Basic model to be extended by implemented models. This class provides the general API.

Example
bert = IsSCDBert(annotated_corpus_train, annotated_corpus_eval)
 
bert.train()
print(bert.evaluate())

This class is abstract, take a look at core.model.transformer.model.TransformerModel or core.model.scdmatrix.model.SCDMatrix. Also see the examples for predict()!

#   Model( annotated_corpus_train, annotated_corpus_eval, ignore_cache=False, write_model=True )
View Source
	def __init__(self,
			annotated_corpus_train, annotated_corpus_eval,
			ignore_cache=False, write_model=True
		):
		'''
			Create a model
			Args:
				annotated_corpus_train (`core.corpus.annotated_corpus.AnnotatedCorpus`): The corpus to train on
				annotated_corpus_eval (`core.corpus.annotated_corpus.AnnotatedCorpus`): The corpus to evaluate on
				ignore_cache (bool): Ignore an existing cache and overwrite it
				write_model (bool): (Over-)Write the model to a cache
		'''
		self.ignore_cache = ignore_cache
		self.write_model = write_model

		self.annotated_corpus_train = annotated_corpus_train
		self.annotated_corpus_eval = annotated_corpus_eval

		self.was_trained = False

Create a model

Args
#  
@abstractmethod
def is_gpu_optimized():
View Source
	@abstractmethod
	def is_gpu_optimized():
		"""
			Check if a model is optimized for GPU usage!

			Returns:
				bool
		"""
		pass

Check if a model is optimized for GPU usage!

Returns

bool

#   def train(self):
View Source
	def train(self):
		'''
			Train the model, uses the train data given in constructor.

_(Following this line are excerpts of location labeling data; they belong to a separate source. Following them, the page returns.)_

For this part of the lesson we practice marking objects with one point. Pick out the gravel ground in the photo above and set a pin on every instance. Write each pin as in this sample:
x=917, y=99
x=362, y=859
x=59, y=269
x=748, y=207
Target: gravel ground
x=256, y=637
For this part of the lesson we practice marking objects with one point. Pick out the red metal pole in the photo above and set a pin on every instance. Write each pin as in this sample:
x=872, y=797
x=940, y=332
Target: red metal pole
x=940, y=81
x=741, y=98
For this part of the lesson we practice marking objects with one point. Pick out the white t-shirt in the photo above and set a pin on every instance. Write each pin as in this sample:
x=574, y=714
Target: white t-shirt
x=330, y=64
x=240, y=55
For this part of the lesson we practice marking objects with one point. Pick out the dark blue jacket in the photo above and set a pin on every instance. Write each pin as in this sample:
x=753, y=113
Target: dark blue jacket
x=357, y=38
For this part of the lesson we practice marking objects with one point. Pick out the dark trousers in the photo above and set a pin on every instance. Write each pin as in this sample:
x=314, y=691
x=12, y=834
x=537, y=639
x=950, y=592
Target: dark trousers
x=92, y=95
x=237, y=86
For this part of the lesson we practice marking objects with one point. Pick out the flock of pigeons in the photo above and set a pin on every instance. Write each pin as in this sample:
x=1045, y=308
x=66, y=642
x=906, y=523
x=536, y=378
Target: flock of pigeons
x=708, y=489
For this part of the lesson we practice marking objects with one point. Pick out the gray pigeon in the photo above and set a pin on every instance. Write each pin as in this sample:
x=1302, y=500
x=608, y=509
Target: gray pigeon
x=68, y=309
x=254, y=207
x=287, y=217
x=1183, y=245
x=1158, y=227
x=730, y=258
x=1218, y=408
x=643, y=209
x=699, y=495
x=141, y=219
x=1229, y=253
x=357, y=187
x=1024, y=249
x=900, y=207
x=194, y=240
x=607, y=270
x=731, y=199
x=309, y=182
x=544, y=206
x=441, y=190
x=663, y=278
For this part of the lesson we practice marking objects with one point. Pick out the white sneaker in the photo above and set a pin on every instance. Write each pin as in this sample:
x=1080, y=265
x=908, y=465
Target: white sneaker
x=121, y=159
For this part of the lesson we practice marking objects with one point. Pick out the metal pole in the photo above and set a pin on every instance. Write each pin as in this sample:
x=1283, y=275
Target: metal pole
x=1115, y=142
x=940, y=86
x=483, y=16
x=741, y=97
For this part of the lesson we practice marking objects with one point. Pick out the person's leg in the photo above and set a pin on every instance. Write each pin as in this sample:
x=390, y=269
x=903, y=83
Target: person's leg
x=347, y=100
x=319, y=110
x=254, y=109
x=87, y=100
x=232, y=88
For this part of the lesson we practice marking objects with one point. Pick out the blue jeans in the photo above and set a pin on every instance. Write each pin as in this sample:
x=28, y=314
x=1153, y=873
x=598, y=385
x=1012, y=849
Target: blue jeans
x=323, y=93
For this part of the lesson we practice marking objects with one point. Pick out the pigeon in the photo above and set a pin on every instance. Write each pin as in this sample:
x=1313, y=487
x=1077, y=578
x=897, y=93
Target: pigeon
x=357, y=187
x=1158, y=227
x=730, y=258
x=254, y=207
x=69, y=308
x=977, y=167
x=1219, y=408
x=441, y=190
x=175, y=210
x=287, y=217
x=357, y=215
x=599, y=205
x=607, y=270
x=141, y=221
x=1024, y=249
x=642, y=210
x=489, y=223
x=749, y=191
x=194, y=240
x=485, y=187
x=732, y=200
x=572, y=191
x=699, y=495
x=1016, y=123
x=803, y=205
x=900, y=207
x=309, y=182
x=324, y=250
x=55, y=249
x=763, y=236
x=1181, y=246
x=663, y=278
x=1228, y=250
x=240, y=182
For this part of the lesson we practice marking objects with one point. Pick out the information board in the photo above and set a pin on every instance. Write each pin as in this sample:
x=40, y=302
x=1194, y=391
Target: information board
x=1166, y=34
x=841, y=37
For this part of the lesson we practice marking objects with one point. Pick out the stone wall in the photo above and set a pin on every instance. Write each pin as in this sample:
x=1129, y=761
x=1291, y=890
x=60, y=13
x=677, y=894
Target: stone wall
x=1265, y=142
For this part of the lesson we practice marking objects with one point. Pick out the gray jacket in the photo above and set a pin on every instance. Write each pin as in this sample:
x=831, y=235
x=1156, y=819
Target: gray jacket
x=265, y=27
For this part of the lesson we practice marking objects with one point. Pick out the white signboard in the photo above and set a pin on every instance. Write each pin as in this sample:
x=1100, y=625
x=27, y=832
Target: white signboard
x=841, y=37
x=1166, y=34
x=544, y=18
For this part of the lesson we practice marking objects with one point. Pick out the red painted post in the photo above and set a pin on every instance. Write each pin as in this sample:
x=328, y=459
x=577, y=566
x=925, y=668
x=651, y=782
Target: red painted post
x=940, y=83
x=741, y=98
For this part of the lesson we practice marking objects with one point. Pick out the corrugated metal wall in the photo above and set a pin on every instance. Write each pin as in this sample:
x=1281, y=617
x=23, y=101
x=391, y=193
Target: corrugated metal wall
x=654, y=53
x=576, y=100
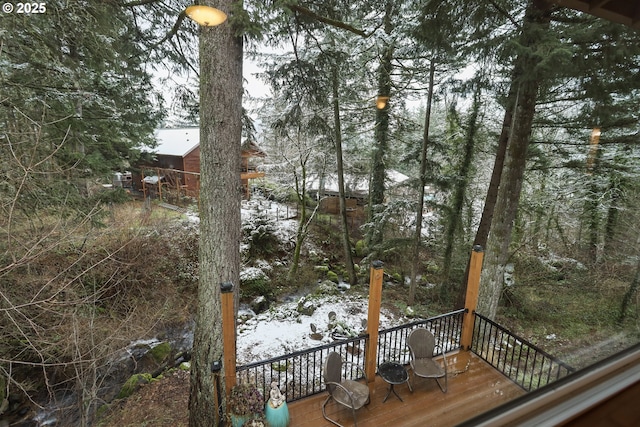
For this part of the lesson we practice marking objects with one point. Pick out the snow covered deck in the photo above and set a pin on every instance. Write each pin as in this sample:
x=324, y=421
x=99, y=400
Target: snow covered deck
x=474, y=387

			Returns: metrics from training as dictionary, or None (if already trained, loaded from cache)
		'''
		if self.was_trained:
			return None

		self._prepare_training()
		if self._is_cached() and not self.ignore_cache:
			self._load_cached()
			metrics = None
		else:
			metrics = self._train()

		self.was_trained = True

		return metrics

Train the model, uses the train data given in constructor.

Returns: metrics from training as dictionary, or None (if already trained, loaded from cache)

#   def evaluate(self):
View Source
	def evaluate(self):
		'''
			Run the evaluation on the model, uses the eval data given in constructor.  
				=> Will run `train()` if model is untrained!
			Returns:
				the evaluated statistics
		'''
		if not self.was_trained:
			self.train()
		return self._evaluate()

Run the evaluation on the model, uses the eval data given in constructor.
=> Will run train() if model is untrained!

Returns

the evaluated statistics

#   def predict(self, *args):
View Source
	def predict(self, *args):
		'''
			Runs a single prediction on the model, given the input as arguments.  
				=> Will run `train()` if model is untrained!
			Returns:
				the predicted value (format depends on model)
			Examples:
				> The results of the examples may be inaccurate, they are *only* examples!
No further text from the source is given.